Imogen twirls once, arms half-raised. A dancer's spin, neat and self-aware, cutting through a fog of dust stirred by her motion. I stand in the doorway, watching her. The sight carves something deep in the gut--not envy. Not lust. Something duller, older. The ache of what time forgets to return.
"When can I move in?"
"The weekend?" I offer, careful not to seem too eager. "Give you time to sort things out?"
"What about tomorrow?" Imogen's voice hardens. "I can pay extra."
It's the insistence--the *need*--that catches me off-balance. The voice, too firm for the frame it comes from. I picture Chloe again--that same voice, on the phone, sometimes tearful, sometimes clipped, inside that thin-walled flat where strangers cough and stamp above her dreams.
"Tomorrow then," I say.
Imogen lunges forward, arms locking around my waist. The contact is sudden, warm. Her body radiates heat, the sharp, almost sweet sting of something chemical--hairspray or panic, it's hard to tell. I return the embrace slowly, arms unsure, my touch delayed like an echo in fog.
Then Imogen steps back. Her face has already begun to blush, pink bleeding into the skin above her collar. Her arms cross over her chest, fists tucked in.
"God, I'm really sorry."
I drop my chin, just so, the way my mother did before delivering a line meant to soothe or scold. This time it's neither. I just breathe.

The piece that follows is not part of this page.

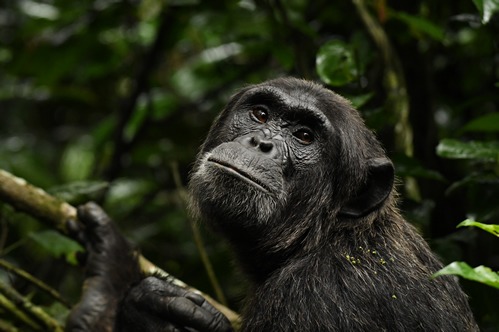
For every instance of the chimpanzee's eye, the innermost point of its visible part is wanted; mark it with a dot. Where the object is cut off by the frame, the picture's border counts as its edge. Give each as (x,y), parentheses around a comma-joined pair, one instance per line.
(304,135)
(259,115)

"Well. I'm glad you're happy."
Imogen's face lightens, features softening into something younger, stripped of the adult mask.
After seeing Imogen out, I linger. The room settles around me, the silence thickening like flour in old soup. I walk to the window and throw it wide. The night answers--soft, uncertain, a violin climbing in a nearby flat, the player hesitant, pausing between each phrase like someone still learning where the music lives.
My phone hums. I glance. A text from Chloe.
*Can I borrow some money, please? Need to buy books.*
I stare, thumbs unmoving. Then shut the window and turn. The reflection in the wardrobe mirror catches me--a woman blurred by shift work, with grey just starting at the roots and eyes that have seen too many endings. A woman shaped by her tasks, her tending, her years of staying.
I type, *We'll sort something out*, and send it.
The house quiets as I move through it, not living in the rooms so much as managing them. A custodian of their echoes. Behind my wardrobe, I find my old diary--slim, bent at the spine, its pages filled with small, neat worry. Lists written at 2am when Chloe was small, when coughs were still crises and sleep came in slices.
I start a new one.
*Bedsheets*
*Spare key*
*Noise after 9*
*Visitors -- one at a time*
*Don't ask too much*
*Don't give too little*
Light shifts. The sun's last reach stretches across the walls, and I see it--how a dancer might reclaim the corners, how movement might rise where stillness had lived too long. My hand brushes the cracked plaster near the window. My thumb catches at its edge, as if feeling for the pulse beneath.
"Well," I say, not to myself, but to the house, to whatever hears, "here we go."